On Friday, my children felt that the attendance of their father was only about them, and in many senses it was. My ex would never attend a social event at my house except for it’s being about one or more of his children. But it was also about me, because the reason he hadn’t attended past such events was because of my presence and the presence of my parents. His willingness to attend might have said something about his moving beyond his own past reactions and meanings. And in that way, it felt like some sort of release. For me.

forced to make new meaning

There is a level of passivity to my creation of new meaning in response to my divorce, which I in some sense chose, but was also thrust onto me.

Maclaren writes:

Once we acknowledge authentic existential passions, I have proposed that we are also called upon to revise our understanding of subjectivity. The subject can no longer be understood as a purely self-determining agent who constitutes the meaningful world; the subject must rather be understood as achieved from out of a dispossession by the world, and in part by being moved by meaningful directions already at work within the world. Though the subject realizes itself, becomes itself, through assuming and further determining these meaningful inclinations operative within the sened world, the subject cannot be understood as wholly active. We must allow a fundamental dimension of passivity within subjectivity. We must allow that we are meaningfully moved by the world that we inhabit.

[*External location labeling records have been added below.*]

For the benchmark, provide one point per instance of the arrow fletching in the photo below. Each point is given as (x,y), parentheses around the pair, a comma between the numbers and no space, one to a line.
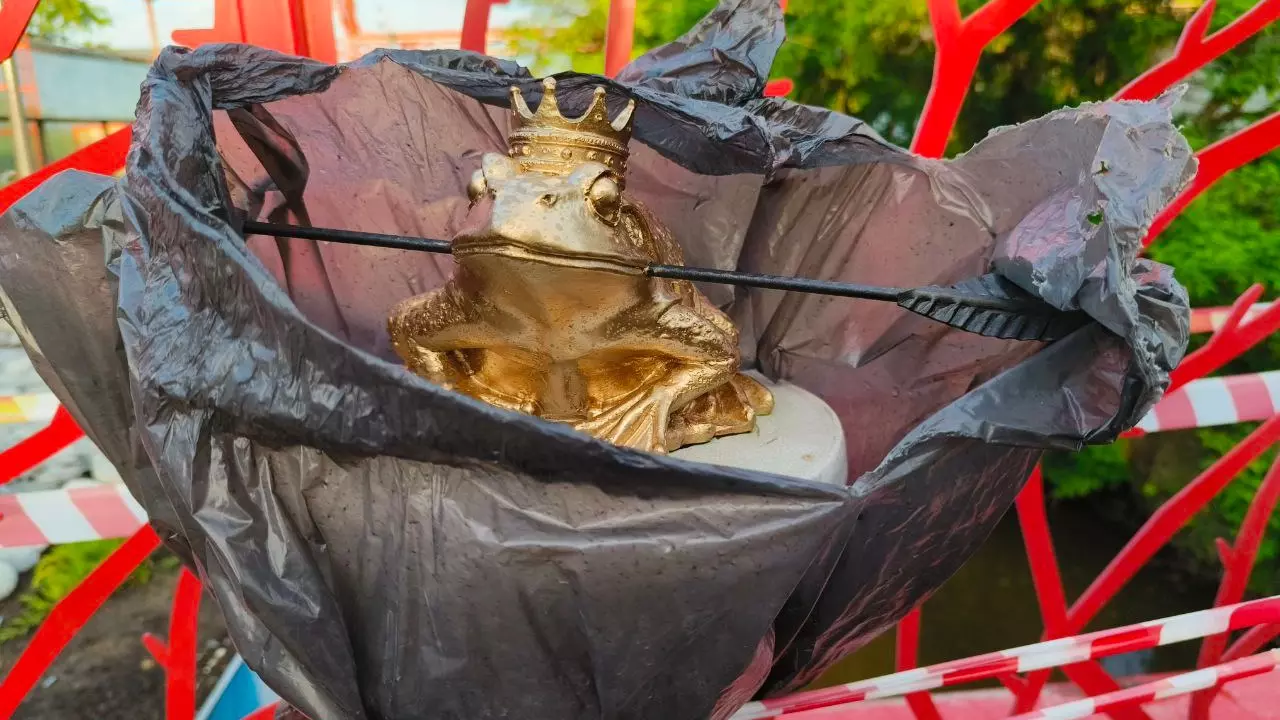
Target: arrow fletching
(992,306)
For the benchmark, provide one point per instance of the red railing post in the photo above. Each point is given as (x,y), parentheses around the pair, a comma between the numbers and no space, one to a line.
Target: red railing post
(620,36)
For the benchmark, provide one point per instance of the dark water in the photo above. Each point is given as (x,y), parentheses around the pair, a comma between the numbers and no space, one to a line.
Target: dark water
(991,602)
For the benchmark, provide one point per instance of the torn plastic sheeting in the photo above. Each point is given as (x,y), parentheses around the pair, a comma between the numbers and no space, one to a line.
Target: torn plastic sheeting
(384,548)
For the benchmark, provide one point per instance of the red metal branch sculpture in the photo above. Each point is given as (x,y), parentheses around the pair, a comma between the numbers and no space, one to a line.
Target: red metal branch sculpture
(1219,159)
(1234,338)
(1237,568)
(104,156)
(1194,50)
(14,17)
(60,432)
(959,46)
(178,656)
(1170,518)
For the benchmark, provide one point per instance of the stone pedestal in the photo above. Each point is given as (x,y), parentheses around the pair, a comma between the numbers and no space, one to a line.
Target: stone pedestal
(801,438)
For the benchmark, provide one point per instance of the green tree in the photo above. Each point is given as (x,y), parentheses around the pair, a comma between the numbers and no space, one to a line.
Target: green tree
(56,21)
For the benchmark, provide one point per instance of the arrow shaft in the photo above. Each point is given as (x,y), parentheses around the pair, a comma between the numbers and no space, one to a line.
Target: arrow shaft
(670,272)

I must acknowledge also that my ex-husband experienced the grief of the divorce as thrust upon him, and acting upon him, and creating a setting in which he as well had to reconstruct meaning, transforming himself in the process.

Most recently, I have myself begun to take an affirming position relative to the divorce: it happened and I am glad of it — I choose it — because I am glad of the good, bad, and terrible I’ve experienced in this human life. I choose it and would choose it again and again.